Intracranial melanoma metastases

Case contributed by Assoc Prof Craig Hacking


Right wrist weakness and facial droop.

Patient Data

Age: 75 years
Gender: Male

There is a 25 mm intraparenchymal hyperdense lesion within the left parietal lobe superiorly involving the motor and somatosensory cortex with adjacent vasogenic edema. Another 12 mm intraparenchymal hyperdense lesion is seen within the right temporal lobe inferiorly with some minimal adjacent edema. Both these lesions minimally enhance.

There are some periventricular white matter changes.

There is no midline shift. The basal cisterns are not effaced.


  • bilateral hyperdense abnormalities which mildly enhance with adjacent vasogenic edema. The appearance is concerning for hemorrhagic metastatic deposits. Common causes in an elderly male include melanoma, renal cell, lung and thyroid cancer.
  • CT of the chest, abdomen and pelvis is recommended to assess for a possible primary and stage any further metastatic disease


The lungs and pleural spaces are clear apart from atelectasis in the left lower lobe and dependent atelectasis in bothcostophrenic angles. No consolidation, suspicious pulmonary nodules, pleural effusions or pneumothorax.

There is a large slightly heterogeneous enhancing mass lesion in the right axilla. The lesion measures 13 mm in maximal short axis diameter and is consistent with nodal metastatic disease. No left axillary, hilar or mediastinal lymphadenopathy. There is degenerative disc disease throughout the thoracic spine. No destructive lesion demonstrated.


There is a large irregular ill-defined mass lesion on the serosal surface of the hepatic flexure in the right upper quadrant measuring 100 x 85 x 70 mm in maximum dimensions with surrounding fat stranding. The lesion is extending into the lumen of the colon and there is no dilatation to suggestion obstruction. Medially, the mass is in contact with, and is possibly adherent to, loops of non-distended small bowel.

There is para-aortic lymphadenopathy measuring 15 mm in maximal short axis diameter consistent with nodal metastatic disease. Free fluid in the upper abdomen surrounds the liver and spleen. No free gas.
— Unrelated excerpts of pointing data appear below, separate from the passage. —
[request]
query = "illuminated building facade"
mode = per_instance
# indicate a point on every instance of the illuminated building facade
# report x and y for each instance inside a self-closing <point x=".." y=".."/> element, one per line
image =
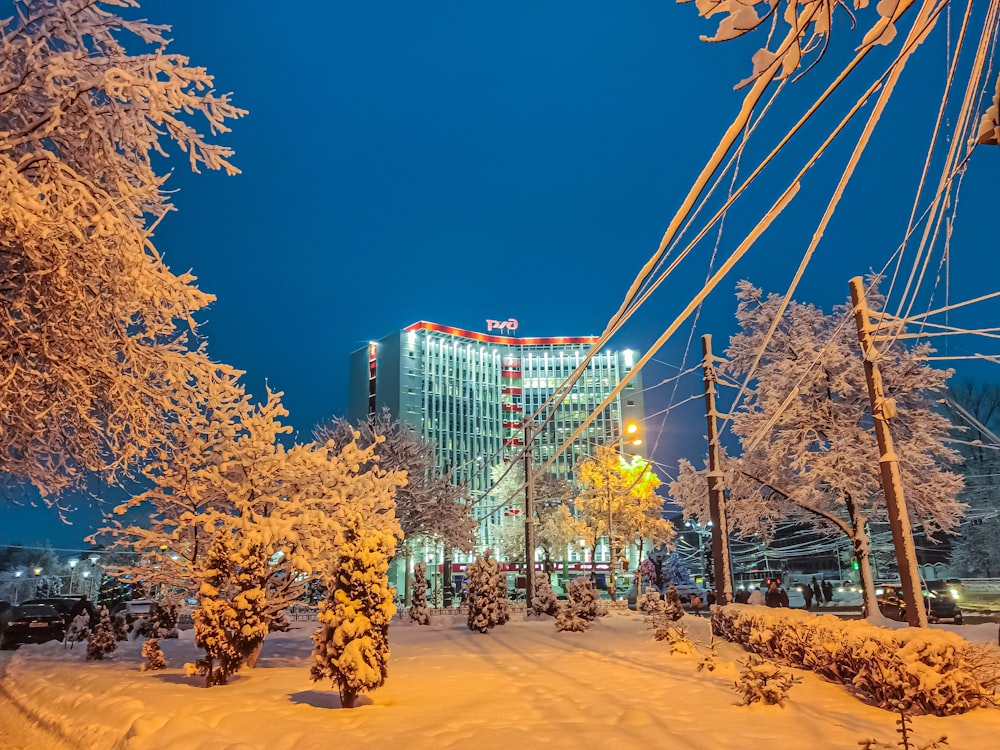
<point x="470" y="392"/>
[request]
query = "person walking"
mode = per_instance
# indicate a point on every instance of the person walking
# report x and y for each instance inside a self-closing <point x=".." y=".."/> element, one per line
<point x="775" y="596"/>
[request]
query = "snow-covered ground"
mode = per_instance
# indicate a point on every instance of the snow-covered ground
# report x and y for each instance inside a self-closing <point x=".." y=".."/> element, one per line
<point x="522" y="686"/>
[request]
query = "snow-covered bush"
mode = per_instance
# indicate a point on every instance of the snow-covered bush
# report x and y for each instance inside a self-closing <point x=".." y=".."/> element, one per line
<point x="419" y="611"/>
<point x="672" y="607"/>
<point x="936" y="671"/>
<point x="650" y="601"/>
<point x="102" y="641"/>
<point x="79" y="630"/>
<point x="154" y="656"/>
<point x="228" y="622"/>
<point x="351" y="646"/>
<point x="568" y="618"/>
<point x="666" y="628"/>
<point x="581" y="604"/>
<point x="488" y="603"/>
<point x="544" y="602"/>
<point x="763" y="682"/>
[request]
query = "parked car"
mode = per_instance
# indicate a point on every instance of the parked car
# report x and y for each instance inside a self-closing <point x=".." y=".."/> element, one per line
<point x="944" y="588"/>
<point x="69" y="607"/>
<point x="939" y="608"/>
<point x="30" y="623"/>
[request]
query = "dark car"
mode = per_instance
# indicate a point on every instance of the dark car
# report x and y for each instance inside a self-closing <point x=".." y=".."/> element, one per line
<point x="69" y="607"/>
<point x="939" y="608"/>
<point x="30" y="623"/>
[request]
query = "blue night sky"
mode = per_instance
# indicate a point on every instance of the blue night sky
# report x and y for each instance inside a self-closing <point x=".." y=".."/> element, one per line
<point x="459" y="161"/>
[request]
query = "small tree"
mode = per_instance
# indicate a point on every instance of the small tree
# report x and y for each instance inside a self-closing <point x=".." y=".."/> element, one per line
<point x="419" y="612"/>
<point x="544" y="601"/>
<point x="488" y="604"/>
<point x="581" y="608"/>
<point x="79" y="629"/>
<point x="672" y="607"/>
<point x="351" y="646"/>
<point x="102" y="641"/>
<point x="154" y="656"/>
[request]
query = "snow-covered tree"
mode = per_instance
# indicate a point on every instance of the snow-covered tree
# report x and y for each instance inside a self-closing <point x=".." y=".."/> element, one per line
<point x="581" y="607"/>
<point x="95" y="327"/>
<point x="487" y="598"/>
<point x="806" y="431"/>
<point x="352" y="642"/>
<point x="78" y="630"/>
<point x="229" y="621"/>
<point x="102" y="641"/>
<point x="975" y="410"/>
<point x="429" y="505"/>
<point x="672" y="607"/>
<point x="619" y="501"/>
<point x="544" y="602"/>
<point x="273" y="514"/>
<point x="650" y="601"/>
<point x="419" y="612"/>
<point x="153" y="655"/>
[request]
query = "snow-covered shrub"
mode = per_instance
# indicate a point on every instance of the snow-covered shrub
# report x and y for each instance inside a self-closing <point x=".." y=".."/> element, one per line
<point x="670" y="630"/>
<point x="936" y="671"/>
<point x="163" y="617"/>
<point x="582" y="596"/>
<point x="119" y="627"/>
<point x="568" y="618"/>
<point x="102" y="641"/>
<point x="709" y="661"/>
<point x="904" y="729"/>
<point x="650" y="601"/>
<point x="229" y="622"/>
<point x="544" y="602"/>
<point x="154" y="656"/>
<point x="672" y="607"/>
<point x="488" y="603"/>
<point x="79" y="630"/>
<point x="351" y="646"/>
<point x="419" y="611"/>
<point x="764" y="682"/>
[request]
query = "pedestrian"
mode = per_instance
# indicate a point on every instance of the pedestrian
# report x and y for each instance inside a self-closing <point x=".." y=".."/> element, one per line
<point x="696" y="605"/>
<point x="817" y="591"/>
<point x="773" y="597"/>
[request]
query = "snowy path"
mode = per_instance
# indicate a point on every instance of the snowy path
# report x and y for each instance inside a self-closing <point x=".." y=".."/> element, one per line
<point x="520" y="687"/>
<point x="19" y="731"/>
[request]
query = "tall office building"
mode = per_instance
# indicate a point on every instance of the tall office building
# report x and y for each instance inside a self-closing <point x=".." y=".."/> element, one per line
<point x="470" y="393"/>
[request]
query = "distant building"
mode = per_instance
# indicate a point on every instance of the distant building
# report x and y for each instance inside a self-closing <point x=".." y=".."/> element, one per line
<point x="469" y="393"/>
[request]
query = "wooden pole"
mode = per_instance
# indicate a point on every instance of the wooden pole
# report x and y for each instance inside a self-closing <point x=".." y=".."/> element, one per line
<point x="884" y="409"/>
<point x="723" y="583"/>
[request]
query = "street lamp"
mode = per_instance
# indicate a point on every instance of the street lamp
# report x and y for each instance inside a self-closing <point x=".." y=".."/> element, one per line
<point x="72" y="570"/>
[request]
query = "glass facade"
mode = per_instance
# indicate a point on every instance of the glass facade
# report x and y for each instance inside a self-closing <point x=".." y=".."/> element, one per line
<point x="470" y="393"/>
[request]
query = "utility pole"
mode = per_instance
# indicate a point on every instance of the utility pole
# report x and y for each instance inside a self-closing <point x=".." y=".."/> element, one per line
<point x="883" y="410"/>
<point x="723" y="583"/>
<point x="529" y="519"/>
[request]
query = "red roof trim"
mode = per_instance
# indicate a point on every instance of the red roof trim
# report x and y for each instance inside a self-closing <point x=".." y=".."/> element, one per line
<point x="506" y="340"/>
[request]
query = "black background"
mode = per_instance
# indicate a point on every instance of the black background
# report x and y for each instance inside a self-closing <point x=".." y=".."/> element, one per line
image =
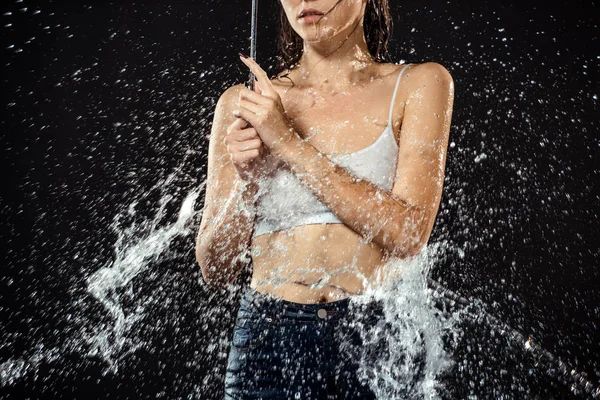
<point x="106" y="110"/>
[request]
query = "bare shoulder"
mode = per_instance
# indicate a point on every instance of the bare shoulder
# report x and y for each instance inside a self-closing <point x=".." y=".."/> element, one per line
<point x="429" y="72"/>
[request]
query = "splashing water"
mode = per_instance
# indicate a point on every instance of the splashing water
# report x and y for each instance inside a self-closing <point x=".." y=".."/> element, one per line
<point x="123" y="312"/>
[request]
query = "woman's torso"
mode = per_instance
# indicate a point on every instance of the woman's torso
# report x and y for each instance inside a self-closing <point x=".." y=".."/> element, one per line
<point x="318" y="263"/>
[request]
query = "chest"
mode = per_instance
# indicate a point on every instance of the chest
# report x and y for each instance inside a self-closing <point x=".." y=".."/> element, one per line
<point x="345" y="122"/>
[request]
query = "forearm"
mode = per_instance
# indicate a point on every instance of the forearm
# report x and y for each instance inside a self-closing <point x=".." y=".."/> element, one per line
<point x="375" y="214"/>
<point x="222" y="245"/>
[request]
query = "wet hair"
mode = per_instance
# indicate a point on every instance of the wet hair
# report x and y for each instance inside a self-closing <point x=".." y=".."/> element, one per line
<point x="377" y="27"/>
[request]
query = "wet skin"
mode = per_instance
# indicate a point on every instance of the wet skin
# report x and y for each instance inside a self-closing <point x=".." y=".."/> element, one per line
<point x="319" y="263"/>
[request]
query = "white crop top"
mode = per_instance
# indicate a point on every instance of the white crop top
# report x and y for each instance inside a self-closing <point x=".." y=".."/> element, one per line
<point x="284" y="201"/>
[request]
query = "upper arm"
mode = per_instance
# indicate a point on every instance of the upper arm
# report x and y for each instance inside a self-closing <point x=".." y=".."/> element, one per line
<point x="423" y="142"/>
<point x="221" y="174"/>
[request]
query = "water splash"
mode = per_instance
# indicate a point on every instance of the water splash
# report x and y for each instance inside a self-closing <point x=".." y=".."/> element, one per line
<point x="134" y="251"/>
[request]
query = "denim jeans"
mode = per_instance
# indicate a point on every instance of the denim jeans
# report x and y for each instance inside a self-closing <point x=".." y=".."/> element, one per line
<point x="287" y="350"/>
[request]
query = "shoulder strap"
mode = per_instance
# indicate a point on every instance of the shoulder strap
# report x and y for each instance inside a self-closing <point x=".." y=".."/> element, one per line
<point x="394" y="95"/>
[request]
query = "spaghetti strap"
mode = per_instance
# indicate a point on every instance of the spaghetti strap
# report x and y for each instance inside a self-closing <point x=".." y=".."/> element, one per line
<point x="394" y="95"/>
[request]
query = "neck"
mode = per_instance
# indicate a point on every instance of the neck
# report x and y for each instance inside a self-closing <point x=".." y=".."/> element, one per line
<point x="336" y="63"/>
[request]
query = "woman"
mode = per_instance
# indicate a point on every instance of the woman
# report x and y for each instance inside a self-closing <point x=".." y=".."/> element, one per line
<point x="301" y="175"/>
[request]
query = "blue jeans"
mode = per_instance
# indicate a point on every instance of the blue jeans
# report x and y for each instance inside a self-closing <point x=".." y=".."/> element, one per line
<point x="287" y="350"/>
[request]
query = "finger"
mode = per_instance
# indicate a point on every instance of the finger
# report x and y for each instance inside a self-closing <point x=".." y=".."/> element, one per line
<point x="246" y="145"/>
<point x="241" y="135"/>
<point x="257" y="88"/>
<point x="255" y="97"/>
<point x="245" y="156"/>
<point x="245" y="114"/>
<point x="252" y="107"/>
<point x="239" y="124"/>
<point x="262" y="77"/>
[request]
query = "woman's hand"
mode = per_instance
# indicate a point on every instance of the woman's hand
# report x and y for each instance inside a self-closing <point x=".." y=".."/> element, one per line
<point x="262" y="108"/>
<point x="245" y="149"/>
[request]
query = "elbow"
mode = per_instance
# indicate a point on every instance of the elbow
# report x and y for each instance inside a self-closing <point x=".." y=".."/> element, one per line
<point x="208" y="269"/>
<point x="411" y="242"/>
<point x="404" y="251"/>
<point x="210" y="276"/>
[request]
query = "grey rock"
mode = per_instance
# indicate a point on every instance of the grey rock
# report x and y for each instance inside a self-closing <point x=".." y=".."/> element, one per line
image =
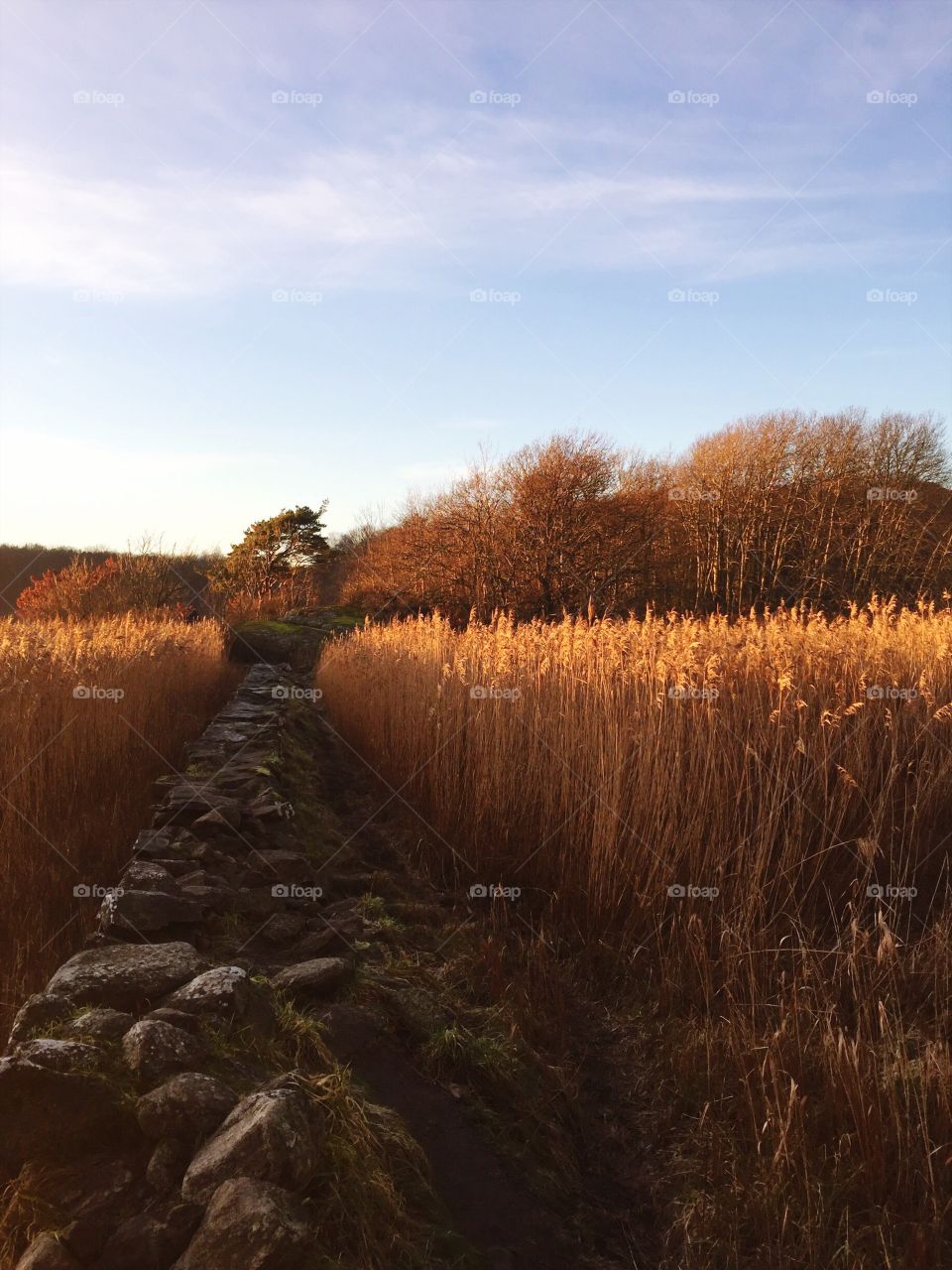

The liver contains no focal lesions. The portal and hepatic veins are opacified. The gallbladder is contracted. The pancreas, spleen, and right adrenal gland are normal.There is an abnormal irregular soft tissue density in the left upper quadrant that appears to communicate with the left adrenal gland and may represent adrenal or nodal metastatic disease. There are cortical cysts in both kidneys measuring up to 35 mm in maximum diameter.

There is abnormal soft tissue density in the right retroperitoneum inferior to the kidney measuring 19 mm maximal diameter. It may represent nodal or distant metastatic disease. There are bilateral inguinal herniae containing fat, larger on the left. Mild distal colonic diverticulosis noted.

Left buttock subcutaneous metastasis.

There is slight superior endplate deformities in the lumbar spine probably due degenerative change. No destructive skeletal lesion is detected.


The bowel lesion does not have the appearance for primary colonic malignancy. Multiple lesions and cranial findings in keeping with metastatic disease, with melanoma the favored diagnoses given the peritoneal and subcutaneous distribution of lesions.

Two intra-axial enhancing mass lesions are demonstrated, the larger of the two located in the white matter of the left precentral gyrus, measuring 25 mm, and the smaller of the two located on the right in the fusiform gyrus of the right temporal lobe, measuring 10 mm in diameter. These demonstrate pronounced signal loss on echoplanar imaging, and intrinsic high T1 signal, consistent with blood product. They are surrounded by a moderate amount of vasogenic edema.

The remainder of the brain is unremarkable, with no other lesion is evident, and only a modest amount of chronic small vessel ischemic white matter change.


Features are consistent with hemorrhagic metastases. Presence of multiple metastatic deposits are seen on CT, including subcutaneous deposit in the left buttock suggests malignant melanoma as the most likely primary.

Case Discussion

The DDx for hemorrhagic brain mets are MR CT BB (see mnemonic):

The bowel lesion is serosally-based (representing a peritoneal deposit) and not a colonic mucosal lesion (i.e. colorectal cancer).